Introduction

Varda is an application for storing genomic variation data obtained from next-generation sequencing experiments, such as full-genome or exome sequencing of individuals or populations. Variants can be imported from standard formats such as VCF files and annotated with their frequencies in previously imported datasets.

Varda is implemented as a service exposing a RESTful HTTP interface. Two clients for this interface are under development:

  • Manwë - Python client library and command line interface to Varda.
  • Aulë - Web interface to Varda.

Use cases

The following are some example use cases which Varda is designed to support.

  • Private exome variant database for a sequencing lab

    Installed on the local network, Varda can be used to import and annotate variants from all exome sequencing experiments at a sequencing lab. Additionally, the database could contain public datasets from population studies (e.g., 1000 Genomes, Genome of the Netherlands), such that all exome experiments are also annotated with frequencies in those studies.

  • Shared database between several groups

    Several sequencing centers can import their variants in a central Varda installation which can subsequently be used by the same centers for frequency annotation. The system can be setup such that annotation is only possible on previously imported data (to encourage sharing).

    Data from one center can only be accessed anonymized by other groups, since only the frequencies over the entire databased are available. To accomodate even stricter anonymity, samples can be imported after pooling.

  • Publicly sharing variant frequencies from a population study

    Variation data from a population study can be imported in a Varda installation accessible over the internet such that others can annotate their data with frequencies in the study.

For contrast, consider the following examples of what Varda is not designed to do.

  • Sharing and browsing genomic variants

    Varda is focussed on sharing variant frequencies only, and as such is not designed for direct browsing. Other systems, such as LOVD, are much more suitable for sharing and browsing genomic variants and additionally store phenotypes and other metadata.

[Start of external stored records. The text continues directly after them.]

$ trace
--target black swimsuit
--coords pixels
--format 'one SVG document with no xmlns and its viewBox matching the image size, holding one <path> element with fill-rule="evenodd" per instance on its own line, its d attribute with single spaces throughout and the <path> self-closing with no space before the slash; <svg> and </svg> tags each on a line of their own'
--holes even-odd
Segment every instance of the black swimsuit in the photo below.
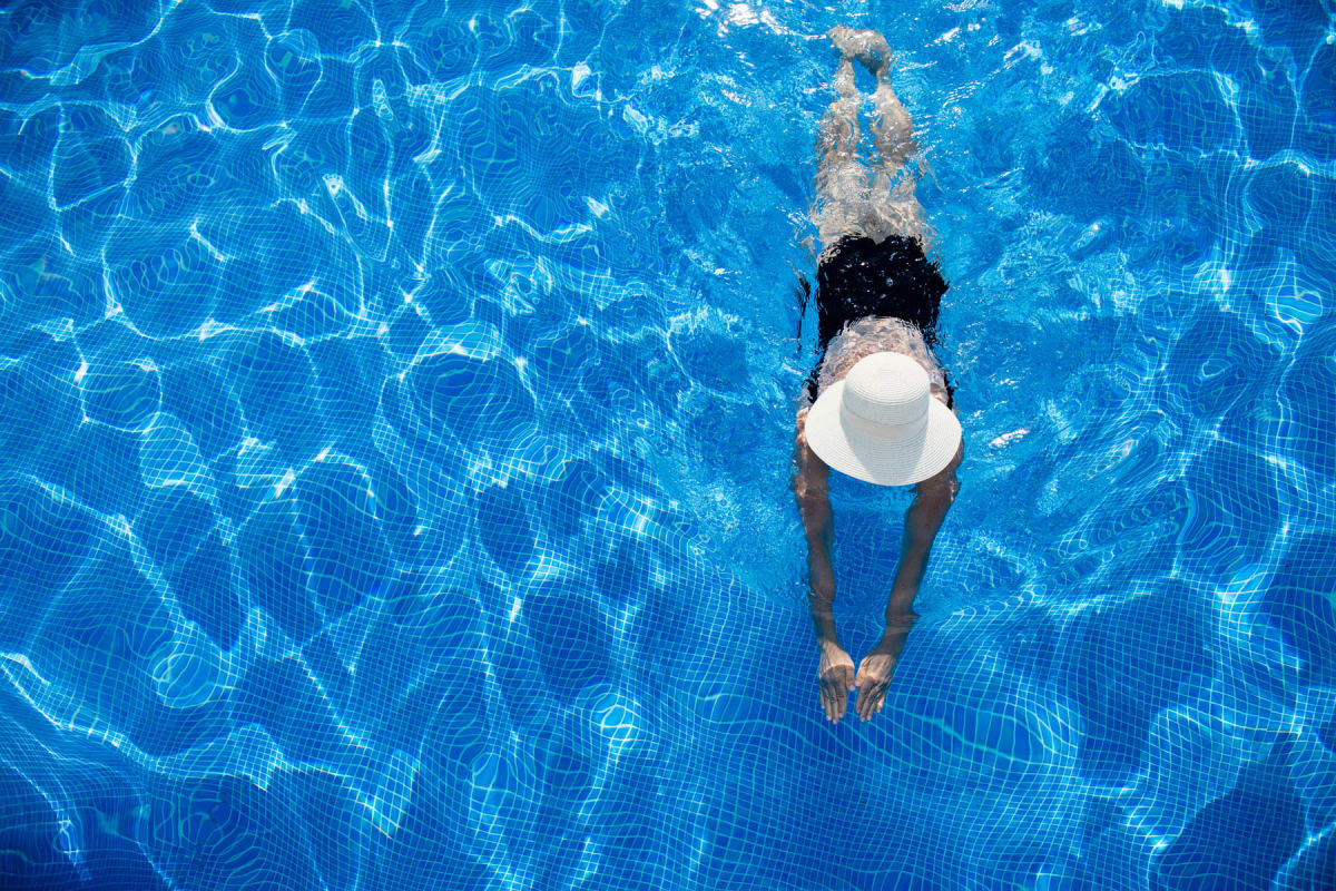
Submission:
<svg viewBox="0 0 1336 891">
<path fill-rule="evenodd" d="M 937 263 L 923 255 L 916 238 L 891 235 L 878 243 L 866 235 L 846 235 L 835 242 L 816 267 L 816 362 L 807 378 L 811 401 L 816 401 L 816 371 L 826 347 L 855 319 L 867 315 L 904 319 L 923 333 L 931 349 L 937 343 L 937 314 L 946 287 Z M 946 398 L 947 406 L 955 405 L 950 382 Z"/>
</svg>

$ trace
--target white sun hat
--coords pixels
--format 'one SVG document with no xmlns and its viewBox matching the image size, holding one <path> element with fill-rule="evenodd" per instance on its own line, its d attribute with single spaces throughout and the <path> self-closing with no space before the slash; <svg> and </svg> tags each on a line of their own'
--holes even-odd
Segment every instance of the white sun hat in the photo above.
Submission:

  • Ad-hoc exploration of genomic variation

    Again, Varda is focussed on sharing variant frequencies only, and does not store additional metadata nor does it allow for effective exploration of variants. If you have variation data from a disease or population study which you want to analyse in a flexible way, have a look at gemini.

Implementation

The server is implemented in Python using the Flask framework and directly interfaces the PostgreSQL (or MySQL) database backend using SQLAlchemy. It exposes a RESTful API over HTTP where response payloads are JSON-encoded.

Long-running actions are executed asynchonously through the Celery distributed task queue.